# Discount for OGF members



## Fishers of Men (Jul 29, 2005)

I guess I am putting this in the right thread, if not maybe one of the kind mods will move it. I process deer and am going to give 10.00 off for OGF members. Free grinding.


----------



## Papascott (Apr 22, 2004)

Do you make trail, sausage, jerky etc etc. Hows about some prices. PM me if you would rather not post.

Scott


----------



## Snackmans Dad (May 2, 2007)

I'm interested too. How do you package it for the freezer ? Post or send a message.
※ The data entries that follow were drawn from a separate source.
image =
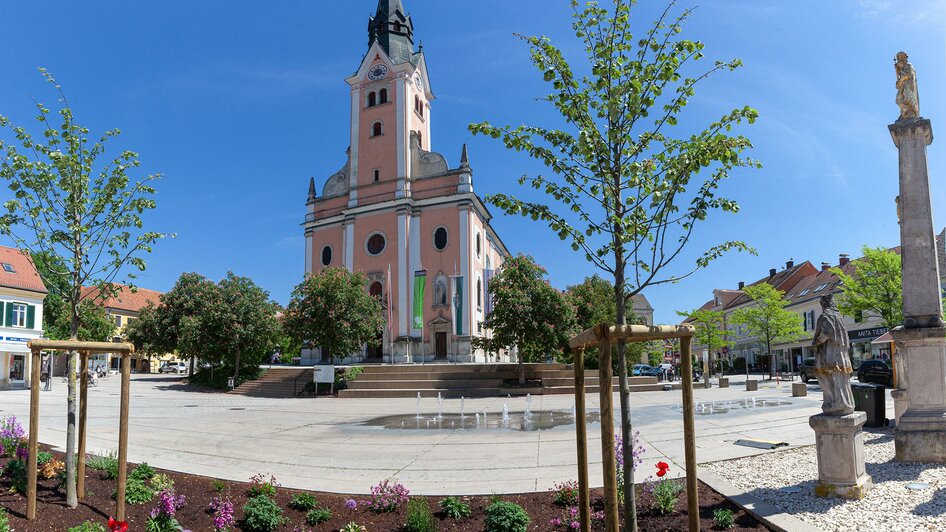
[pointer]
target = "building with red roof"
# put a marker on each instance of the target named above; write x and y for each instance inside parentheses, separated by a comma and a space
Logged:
(21, 306)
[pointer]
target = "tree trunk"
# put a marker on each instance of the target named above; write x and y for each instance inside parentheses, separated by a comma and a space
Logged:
(236, 368)
(522, 367)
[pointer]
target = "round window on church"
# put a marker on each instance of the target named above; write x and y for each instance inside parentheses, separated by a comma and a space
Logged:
(440, 238)
(375, 244)
(326, 255)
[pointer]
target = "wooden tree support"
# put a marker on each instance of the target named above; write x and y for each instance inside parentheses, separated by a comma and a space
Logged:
(84, 349)
(604, 335)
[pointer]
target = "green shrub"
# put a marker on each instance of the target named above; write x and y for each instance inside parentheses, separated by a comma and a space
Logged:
(723, 518)
(317, 516)
(15, 470)
(162, 482)
(303, 502)
(666, 494)
(142, 472)
(89, 526)
(419, 518)
(136, 492)
(505, 516)
(454, 508)
(103, 462)
(262, 514)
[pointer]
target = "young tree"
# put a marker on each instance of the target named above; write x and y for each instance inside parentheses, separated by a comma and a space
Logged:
(710, 330)
(334, 310)
(528, 313)
(593, 301)
(876, 287)
(624, 188)
(84, 213)
(767, 320)
(94, 323)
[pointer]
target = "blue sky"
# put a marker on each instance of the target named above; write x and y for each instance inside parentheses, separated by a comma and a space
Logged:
(238, 105)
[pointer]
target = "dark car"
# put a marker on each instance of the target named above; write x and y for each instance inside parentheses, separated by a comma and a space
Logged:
(876, 371)
(807, 369)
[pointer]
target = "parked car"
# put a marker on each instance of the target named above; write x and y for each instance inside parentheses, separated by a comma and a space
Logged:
(648, 371)
(876, 371)
(806, 371)
(174, 367)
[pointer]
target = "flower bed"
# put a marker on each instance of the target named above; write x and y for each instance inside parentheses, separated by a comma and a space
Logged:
(200, 503)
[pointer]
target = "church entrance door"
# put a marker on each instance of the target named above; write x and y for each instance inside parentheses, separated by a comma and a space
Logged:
(441, 340)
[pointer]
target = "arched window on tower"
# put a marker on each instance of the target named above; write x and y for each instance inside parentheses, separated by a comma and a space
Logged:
(376, 290)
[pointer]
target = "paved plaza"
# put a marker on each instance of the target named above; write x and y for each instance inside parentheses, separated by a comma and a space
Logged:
(323, 444)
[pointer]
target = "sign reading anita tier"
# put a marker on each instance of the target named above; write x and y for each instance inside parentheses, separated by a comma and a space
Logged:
(863, 334)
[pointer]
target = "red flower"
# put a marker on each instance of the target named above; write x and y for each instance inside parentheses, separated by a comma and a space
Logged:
(662, 468)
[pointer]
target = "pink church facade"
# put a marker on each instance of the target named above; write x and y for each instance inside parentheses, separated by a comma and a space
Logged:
(399, 212)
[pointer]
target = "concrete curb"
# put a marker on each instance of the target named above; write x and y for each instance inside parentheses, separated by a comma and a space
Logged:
(769, 515)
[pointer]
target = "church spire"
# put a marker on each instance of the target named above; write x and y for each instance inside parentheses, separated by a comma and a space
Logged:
(393, 29)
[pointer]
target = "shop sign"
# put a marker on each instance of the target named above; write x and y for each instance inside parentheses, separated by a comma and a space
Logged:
(867, 334)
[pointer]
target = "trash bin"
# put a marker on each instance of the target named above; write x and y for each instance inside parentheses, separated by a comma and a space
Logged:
(871, 399)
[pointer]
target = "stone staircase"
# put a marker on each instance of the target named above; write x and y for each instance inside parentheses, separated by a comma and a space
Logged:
(449, 380)
(476, 380)
(276, 382)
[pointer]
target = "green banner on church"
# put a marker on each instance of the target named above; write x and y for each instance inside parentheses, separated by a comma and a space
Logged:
(420, 283)
(458, 304)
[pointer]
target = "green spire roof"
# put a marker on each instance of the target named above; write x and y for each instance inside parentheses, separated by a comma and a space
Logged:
(393, 29)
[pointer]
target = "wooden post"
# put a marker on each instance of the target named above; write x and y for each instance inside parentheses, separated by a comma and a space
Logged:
(83, 415)
(123, 438)
(35, 363)
(581, 432)
(689, 435)
(607, 431)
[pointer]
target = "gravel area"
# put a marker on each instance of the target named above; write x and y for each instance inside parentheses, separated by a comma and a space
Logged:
(888, 506)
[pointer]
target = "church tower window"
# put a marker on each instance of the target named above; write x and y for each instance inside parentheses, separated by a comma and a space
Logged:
(375, 244)
(440, 238)
(326, 255)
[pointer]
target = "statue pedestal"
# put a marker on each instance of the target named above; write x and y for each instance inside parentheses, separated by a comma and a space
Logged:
(840, 444)
(921, 429)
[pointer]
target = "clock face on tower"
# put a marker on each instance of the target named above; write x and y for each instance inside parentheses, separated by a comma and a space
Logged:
(377, 72)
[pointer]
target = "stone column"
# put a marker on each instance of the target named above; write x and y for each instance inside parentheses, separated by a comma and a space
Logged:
(840, 444)
(921, 341)
(922, 306)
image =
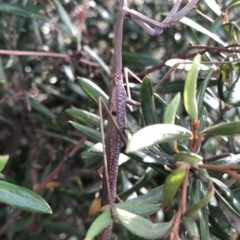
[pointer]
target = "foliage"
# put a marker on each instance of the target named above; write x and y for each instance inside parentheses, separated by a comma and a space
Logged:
(40, 94)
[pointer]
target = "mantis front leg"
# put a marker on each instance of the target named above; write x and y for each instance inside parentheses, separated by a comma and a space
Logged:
(155, 28)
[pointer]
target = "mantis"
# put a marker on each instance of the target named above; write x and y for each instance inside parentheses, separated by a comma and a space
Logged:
(118, 98)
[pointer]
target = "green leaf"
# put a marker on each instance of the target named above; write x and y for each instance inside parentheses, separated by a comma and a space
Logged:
(202, 90)
(192, 158)
(232, 4)
(94, 134)
(142, 227)
(227, 193)
(153, 196)
(101, 222)
(231, 217)
(23, 11)
(223, 129)
(229, 160)
(22, 198)
(64, 17)
(143, 210)
(99, 60)
(191, 227)
(41, 108)
(233, 98)
(3, 161)
(157, 133)
(92, 90)
(193, 210)
(171, 110)
(190, 89)
(147, 102)
(86, 117)
(203, 30)
(172, 184)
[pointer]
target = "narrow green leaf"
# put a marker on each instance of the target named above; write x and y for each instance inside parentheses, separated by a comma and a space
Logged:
(202, 90)
(233, 98)
(157, 133)
(147, 102)
(64, 16)
(224, 129)
(170, 114)
(191, 227)
(190, 89)
(101, 222)
(23, 11)
(92, 90)
(94, 134)
(227, 193)
(36, 31)
(232, 4)
(153, 196)
(143, 210)
(41, 108)
(146, 177)
(171, 110)
(142, 227)
(231, 217)
(22, 198)
(86, 117)
(3, 161)
(172, 184)
(192, 158)
(229, 160)
(193, 210)
(203, 30)
(96, 57)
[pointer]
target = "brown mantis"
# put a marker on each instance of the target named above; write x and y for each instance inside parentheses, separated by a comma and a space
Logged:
(118, 99)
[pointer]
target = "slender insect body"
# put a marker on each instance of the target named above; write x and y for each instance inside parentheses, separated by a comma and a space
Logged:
(113, 146)
(113, 140)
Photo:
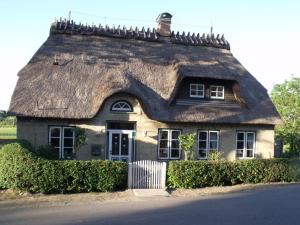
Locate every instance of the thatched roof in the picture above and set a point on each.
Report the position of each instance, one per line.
(75, 71)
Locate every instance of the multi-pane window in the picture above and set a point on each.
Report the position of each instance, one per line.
(217, 92)
(245, 144)
(168, 144)
(197, 90)
(121, 106)
(208, 141)
(62, 139)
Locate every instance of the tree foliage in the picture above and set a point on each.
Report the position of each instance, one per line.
(286, 98)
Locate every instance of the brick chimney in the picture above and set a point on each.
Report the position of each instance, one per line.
(164, 24)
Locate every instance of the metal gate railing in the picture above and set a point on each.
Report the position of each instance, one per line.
(147, 174)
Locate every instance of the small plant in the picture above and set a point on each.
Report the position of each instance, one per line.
(187, 142)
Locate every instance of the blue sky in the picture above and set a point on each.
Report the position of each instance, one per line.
(264, 35)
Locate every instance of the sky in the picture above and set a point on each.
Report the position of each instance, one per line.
(264, 35)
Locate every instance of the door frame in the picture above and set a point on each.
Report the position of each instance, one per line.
(130, 143)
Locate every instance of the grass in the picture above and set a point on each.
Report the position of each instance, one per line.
(8, 132)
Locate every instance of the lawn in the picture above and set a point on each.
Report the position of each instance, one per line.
(8, 132)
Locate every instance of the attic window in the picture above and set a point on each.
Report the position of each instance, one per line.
(217, 92)
(121, 106)
(197, 90)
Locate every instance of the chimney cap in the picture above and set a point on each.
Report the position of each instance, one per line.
(164, 16)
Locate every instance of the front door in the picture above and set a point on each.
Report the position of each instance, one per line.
(120, 145)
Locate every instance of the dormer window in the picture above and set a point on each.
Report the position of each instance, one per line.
(121, 106)
(217, 92)
(197, 90)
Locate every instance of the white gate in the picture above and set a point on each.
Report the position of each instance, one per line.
(147, 174)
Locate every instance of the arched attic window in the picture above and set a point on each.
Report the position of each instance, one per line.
(121, 106)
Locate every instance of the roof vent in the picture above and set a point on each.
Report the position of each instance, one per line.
(164, 24)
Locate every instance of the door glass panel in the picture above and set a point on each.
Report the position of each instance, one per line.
(202, 136)
(68, 153)
(163, 144)
(250, 136)
(240, 136)
(124, 144)
(68, 132)
(202, 144)
(213, 145)
(175, 134)
(202, 153)
(174, 153)
(68, 142)
(115, 144)
(55, 142)
(164, 134)
(175, 144)
(163, 153)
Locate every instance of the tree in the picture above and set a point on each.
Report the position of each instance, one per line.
(286, 98)
(187, 142)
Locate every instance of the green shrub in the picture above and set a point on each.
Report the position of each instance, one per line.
(197, 174)
(22, 170)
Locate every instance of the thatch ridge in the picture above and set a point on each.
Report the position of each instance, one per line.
(70, 27)
(71, 76)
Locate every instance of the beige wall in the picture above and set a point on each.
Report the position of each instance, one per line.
(36, 131)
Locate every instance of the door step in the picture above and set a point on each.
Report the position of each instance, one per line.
(150, 193)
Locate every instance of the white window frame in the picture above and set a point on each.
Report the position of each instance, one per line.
(115, 109)
(208, 139)
(61, 139)
(216, 97)
(245, 149)
(169, 145)
(197, 88)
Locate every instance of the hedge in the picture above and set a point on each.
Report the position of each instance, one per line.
(197, 174)
(22, 170)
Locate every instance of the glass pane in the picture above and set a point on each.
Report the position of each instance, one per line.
(202, 153)
(68, 142)
(115, 144)
(55, 132)
(163, 153)
(68, 153)
(240, 145)
(174, 153)
(175, 134)
(124, 159)
(250, 145)
(124, 144)
(249, 153)
(164, 134)
(175, 144)
(213, 94)
(240, 136)
(250, 136)
(55, 142)
(202, 136)
(213, 136)
(202, 144)
(213, 145)
(239, 153)
(68, 132)
(163, 144)
(193, 86)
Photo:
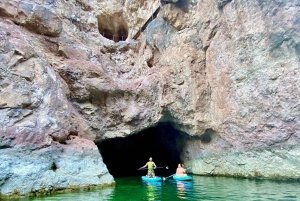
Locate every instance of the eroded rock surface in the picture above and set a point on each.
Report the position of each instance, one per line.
(224, 72)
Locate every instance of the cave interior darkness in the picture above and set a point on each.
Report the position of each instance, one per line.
(123, 156)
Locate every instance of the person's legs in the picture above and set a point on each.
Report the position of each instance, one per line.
(150, 173)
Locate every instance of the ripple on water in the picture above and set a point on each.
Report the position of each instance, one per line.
(201, 188)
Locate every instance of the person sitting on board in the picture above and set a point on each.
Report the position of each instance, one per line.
(150, 165)
(184, 170)
(180, 172)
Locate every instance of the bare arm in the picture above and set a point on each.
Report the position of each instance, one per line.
(144, 165)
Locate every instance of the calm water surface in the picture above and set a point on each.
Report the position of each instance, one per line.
(201, 188)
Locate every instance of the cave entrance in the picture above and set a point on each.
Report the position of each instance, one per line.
(113, 27)
(123, 156)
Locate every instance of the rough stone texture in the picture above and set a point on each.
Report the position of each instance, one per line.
(227, 75)
(76, 165)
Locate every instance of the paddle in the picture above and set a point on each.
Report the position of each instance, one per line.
(154, 168)
(164, 178)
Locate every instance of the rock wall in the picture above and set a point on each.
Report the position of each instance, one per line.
(224, 72)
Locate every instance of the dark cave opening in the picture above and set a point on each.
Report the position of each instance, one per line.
(123, 156)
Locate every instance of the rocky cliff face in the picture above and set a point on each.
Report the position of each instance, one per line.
(224, 72)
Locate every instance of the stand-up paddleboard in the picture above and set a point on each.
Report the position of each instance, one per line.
(182, 178)
(144, 178)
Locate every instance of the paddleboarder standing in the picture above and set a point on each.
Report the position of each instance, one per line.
(151, 166)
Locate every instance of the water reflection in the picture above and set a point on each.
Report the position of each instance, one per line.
(201, 188)
(183, 188)
(153, 190)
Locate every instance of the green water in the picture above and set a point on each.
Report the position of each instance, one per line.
(201, 188)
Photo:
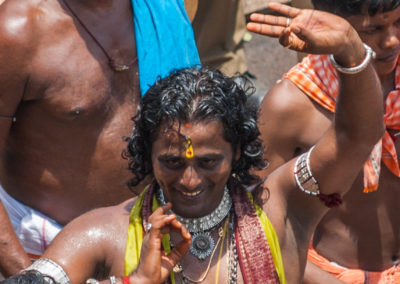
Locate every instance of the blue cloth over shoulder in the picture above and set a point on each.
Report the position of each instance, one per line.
(164, 39)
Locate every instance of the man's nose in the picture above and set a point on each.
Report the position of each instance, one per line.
(190, 178)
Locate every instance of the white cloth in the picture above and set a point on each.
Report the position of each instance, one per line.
(34, 230)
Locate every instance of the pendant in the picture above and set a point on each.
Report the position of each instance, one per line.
(202, 245)
(120, 68)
Also would like to know what arrangements you can to to have deer dropped off and times ect.ect Thanks


----------



## Fishers of Men (Jul 29, 2005)

I do this at my home,so deer could be dropped off anytime really. I dont know if I can post the prices and such here or not. If a mod sees this and gives me the ok, I will post it. Packaging is Freezer wrap and the quantity per pack is how you want it.


----------



## Lundy (Apr 5, 2004)

Being that this is a part time seasonal venture and a difficult to find service needed by the membership, post your price.

Dealings from here on should be conducted primarily by PM

Thanks,
Kim


----------



## Fishers of Men (Jul 29, 2005)

Thanks Lundy


Deer Processing 330-626-2693
Cut, packed, wrapped, froze to order
Skinning 10.00 *OGF 10.00 OFF *

Standard Cut #1
7 roast, steaks, chops, inner loins, ground meat 65.00 

Standard Cut #2
7 roast, steaks, whole loins, ground meat 65.00 

Cut #3
No roasts, steaks, chops, inner loins, ground meat 70.00

Cut #4
No roasts, steaks, whole loins, ground meat 70.00

Cut #5
Deboned cuts 85-100

Cut #6
All ground or cubed 85-100

Road kills 85-100

Free grinding. Suit is added to ground meat unless you specify straight grind.

Caping 15.00, skullcap 5.00, want your hide back 5.00

Trail Bologna or Summer sausage 3.25# *OGF 3.00#*
Italian or Breakfast sausage .80# *OGF .60#*
Smokies or Jerky 4.25#	*OGF 4.00#*
Pork or Beef hanging weight .30#


----------



## worminator (Aug 20, 2004)

Hey FOM, where are you located? I used to have my deer done by a guy down on Lynn Rd. out of the basement. Not sure if he's still doing it. I think he was a meat cutter at Giant Eagle. I work in the area but would like a good place to drop one off when (if) I get one this year. I don't need specifics just a general location. I'll call when I drop one. A group of us are looking for a local cutter.................. I think we found him.

thanks 

Al


----------



## Fishers of Men (Jul 29, 2005)

rt 303 and 44 Mantua/Ravenna/Streetsboro area


----------



## Flathead King 06 (Feb 26, 2006)

not to try and highjack the thread..... but my father and I also do deer processing... prices vary in accordance to what the customer wants done, but we are located right in springfield


----------



## Fishers of Men (Jul 29, 2005)

I think it's good, that way members know who is in their area. No prob.


----------



## Flathead King 06 (Feb 26, 2006)

thanks FOM anyone interested in prices or have any questions please pm me


----------



## Fishers of Men (Jul 29, 2005)

bump bump once


----------



## Fishers of Men (Jul 29, 2005)

bump, I am staying caught up. 1 to 2 day returns (except for smoking)


----------



## Bluefinn (Jan 26, 2007)

I had Van make up some smokies from my buck & they came out great. I took alot into work & they went fast. Thanks again Van.


----------



## Fishers of Men (Jul 29, 2005)

Your welcome. I'm glad you enjoyed them. Any time.


----------